Но и это еще не все. Казалось, безразличие, которое Катя продемонстрировала в первый день их знакомства (как и недавно на кладбище), было неотъемлемой составляющей ее характера. Оно взращивалось на протяжении многих поколений, на долю которых выпало столько страданий и потерь, что люди глубоко запрятывали свои чувства и никогда не позволяли себе проявлять ни большой радости, ни большого горя. Свои крайности, по ее собственному определению, Катя всегда держала под замком, а их отголоски выпускала на волю только для публики. Именно чтобы воззреть на отголоски бушующих в ней страстей, и собиралась каждый вечер толпа на площади, где Катя когда-то пела. Та же сила исходила из нее и тогда, когда она оказывалась перед кинокамерой.

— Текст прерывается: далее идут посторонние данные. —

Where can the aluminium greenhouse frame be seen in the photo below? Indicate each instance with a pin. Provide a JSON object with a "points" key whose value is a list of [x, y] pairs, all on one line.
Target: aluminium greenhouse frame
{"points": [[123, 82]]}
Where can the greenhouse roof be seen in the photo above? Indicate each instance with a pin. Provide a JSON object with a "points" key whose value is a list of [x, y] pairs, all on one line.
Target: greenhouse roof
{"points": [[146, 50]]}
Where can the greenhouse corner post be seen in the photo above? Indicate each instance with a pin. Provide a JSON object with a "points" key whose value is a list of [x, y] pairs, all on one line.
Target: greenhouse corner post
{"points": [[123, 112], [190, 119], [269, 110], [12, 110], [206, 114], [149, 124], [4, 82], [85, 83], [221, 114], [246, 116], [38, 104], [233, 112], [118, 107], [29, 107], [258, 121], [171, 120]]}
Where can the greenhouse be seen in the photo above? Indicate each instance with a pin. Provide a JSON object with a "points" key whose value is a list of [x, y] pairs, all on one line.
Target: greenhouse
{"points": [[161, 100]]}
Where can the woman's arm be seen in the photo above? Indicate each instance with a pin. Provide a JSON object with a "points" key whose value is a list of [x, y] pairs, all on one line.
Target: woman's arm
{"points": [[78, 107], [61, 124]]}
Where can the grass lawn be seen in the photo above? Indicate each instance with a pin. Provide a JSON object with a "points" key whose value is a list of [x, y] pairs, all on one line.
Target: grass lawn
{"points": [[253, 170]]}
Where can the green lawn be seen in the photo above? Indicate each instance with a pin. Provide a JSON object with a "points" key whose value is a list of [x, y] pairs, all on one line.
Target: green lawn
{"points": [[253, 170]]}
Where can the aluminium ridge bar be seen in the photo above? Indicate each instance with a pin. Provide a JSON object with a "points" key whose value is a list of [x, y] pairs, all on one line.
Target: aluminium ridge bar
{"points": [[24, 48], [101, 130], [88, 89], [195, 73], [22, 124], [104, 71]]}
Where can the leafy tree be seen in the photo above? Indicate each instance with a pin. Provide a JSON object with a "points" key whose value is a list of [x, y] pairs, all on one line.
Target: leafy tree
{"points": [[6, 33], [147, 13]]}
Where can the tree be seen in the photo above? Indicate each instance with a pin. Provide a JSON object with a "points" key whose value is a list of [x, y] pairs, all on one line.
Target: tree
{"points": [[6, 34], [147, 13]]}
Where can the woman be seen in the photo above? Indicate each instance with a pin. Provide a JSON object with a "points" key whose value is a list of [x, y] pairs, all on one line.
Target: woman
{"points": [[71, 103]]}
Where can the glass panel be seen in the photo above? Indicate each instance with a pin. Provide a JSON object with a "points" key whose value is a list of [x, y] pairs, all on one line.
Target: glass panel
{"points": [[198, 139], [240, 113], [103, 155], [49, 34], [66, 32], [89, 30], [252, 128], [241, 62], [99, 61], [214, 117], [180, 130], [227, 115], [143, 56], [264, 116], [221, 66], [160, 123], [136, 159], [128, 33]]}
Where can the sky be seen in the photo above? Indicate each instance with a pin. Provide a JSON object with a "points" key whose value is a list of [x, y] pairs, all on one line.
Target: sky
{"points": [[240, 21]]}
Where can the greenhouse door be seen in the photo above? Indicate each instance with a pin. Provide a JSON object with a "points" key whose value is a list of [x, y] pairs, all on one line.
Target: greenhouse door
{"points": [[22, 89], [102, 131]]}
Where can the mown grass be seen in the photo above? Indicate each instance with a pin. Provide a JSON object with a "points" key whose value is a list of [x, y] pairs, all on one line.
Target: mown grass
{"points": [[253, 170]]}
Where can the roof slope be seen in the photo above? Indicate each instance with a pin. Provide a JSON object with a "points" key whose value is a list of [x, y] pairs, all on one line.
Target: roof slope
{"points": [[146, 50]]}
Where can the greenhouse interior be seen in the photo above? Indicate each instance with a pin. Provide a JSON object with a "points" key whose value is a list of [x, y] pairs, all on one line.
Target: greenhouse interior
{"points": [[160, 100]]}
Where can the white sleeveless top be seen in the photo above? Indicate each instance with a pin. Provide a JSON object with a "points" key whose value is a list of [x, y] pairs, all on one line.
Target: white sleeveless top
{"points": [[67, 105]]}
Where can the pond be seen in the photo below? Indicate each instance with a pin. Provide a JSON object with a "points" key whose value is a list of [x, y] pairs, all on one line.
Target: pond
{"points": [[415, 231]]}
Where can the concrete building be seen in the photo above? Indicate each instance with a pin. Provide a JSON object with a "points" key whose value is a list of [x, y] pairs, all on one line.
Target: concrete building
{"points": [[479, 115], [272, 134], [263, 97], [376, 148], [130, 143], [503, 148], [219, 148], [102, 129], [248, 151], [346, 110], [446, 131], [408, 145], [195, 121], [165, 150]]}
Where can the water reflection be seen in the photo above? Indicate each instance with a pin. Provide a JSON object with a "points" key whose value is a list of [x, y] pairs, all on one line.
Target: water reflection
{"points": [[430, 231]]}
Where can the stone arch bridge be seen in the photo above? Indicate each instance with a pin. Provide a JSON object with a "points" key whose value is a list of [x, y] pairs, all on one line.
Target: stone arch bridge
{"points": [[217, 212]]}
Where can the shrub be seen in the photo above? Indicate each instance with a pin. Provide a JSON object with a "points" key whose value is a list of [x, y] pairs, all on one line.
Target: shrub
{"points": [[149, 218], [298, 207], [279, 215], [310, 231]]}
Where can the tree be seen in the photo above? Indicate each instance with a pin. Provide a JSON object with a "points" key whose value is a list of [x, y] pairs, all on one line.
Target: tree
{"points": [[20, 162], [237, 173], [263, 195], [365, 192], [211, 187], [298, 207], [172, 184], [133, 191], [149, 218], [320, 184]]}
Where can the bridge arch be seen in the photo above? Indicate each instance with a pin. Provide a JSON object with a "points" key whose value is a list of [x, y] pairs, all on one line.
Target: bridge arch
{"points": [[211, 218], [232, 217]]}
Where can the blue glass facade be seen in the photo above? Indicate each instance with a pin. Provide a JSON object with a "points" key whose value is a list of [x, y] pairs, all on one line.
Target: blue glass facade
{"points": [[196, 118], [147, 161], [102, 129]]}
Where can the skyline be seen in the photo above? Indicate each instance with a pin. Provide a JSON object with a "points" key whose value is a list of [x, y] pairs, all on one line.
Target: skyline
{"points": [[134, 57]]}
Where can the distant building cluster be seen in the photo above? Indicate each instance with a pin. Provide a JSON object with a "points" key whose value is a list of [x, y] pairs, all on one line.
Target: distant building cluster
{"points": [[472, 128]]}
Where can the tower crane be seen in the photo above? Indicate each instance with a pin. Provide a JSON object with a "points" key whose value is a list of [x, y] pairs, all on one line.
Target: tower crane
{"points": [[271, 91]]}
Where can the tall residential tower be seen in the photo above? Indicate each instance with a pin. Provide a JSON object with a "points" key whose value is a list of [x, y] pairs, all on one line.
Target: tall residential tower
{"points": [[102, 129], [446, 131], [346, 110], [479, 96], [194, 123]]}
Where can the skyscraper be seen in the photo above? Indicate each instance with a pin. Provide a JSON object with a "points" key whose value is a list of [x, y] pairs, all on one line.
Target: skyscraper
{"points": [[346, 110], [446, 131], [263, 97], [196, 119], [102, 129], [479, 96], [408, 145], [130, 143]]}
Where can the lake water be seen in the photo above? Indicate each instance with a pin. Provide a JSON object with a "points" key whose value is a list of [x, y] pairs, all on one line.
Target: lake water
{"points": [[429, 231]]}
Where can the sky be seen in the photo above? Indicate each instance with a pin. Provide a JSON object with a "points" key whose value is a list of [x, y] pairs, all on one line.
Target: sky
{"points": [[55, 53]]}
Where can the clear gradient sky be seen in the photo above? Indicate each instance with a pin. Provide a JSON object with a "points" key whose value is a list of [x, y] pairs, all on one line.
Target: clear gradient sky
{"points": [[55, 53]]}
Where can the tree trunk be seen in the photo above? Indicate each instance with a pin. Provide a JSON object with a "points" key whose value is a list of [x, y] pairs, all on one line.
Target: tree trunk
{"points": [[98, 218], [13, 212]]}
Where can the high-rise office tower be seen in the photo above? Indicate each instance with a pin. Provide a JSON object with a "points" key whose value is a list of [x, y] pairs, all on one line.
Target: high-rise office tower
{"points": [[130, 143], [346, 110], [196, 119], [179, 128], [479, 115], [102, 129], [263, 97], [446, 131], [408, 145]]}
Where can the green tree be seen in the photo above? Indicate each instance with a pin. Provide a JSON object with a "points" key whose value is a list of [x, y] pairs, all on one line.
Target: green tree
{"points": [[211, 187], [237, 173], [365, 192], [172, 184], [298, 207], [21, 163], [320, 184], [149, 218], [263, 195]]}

Любопытно, почему накануне Катя никоим образом не проявила этого качества перед отцом Сандру?
Со стороны казалось, будто она исполняет роль ласковой богобоязненной девочки, встретившейся со своим возлюбленным пастырем. Большую часть времени ее взгляд был почтительно устремлен вниз, голос звучал мягче обычного, а речь (Катя обычно не стеснялась крепких выражений) была на редкость нежной и кроткой.
Это представление показалось Зефферу комичным, слишком уж оно было наигранно, однако отец Сандру, очевидно, принял его за чистую монету. Один раз священник даже тронул Катю за подбородок и, приподняв его, сказал, что ей нет никакой причины стесняться.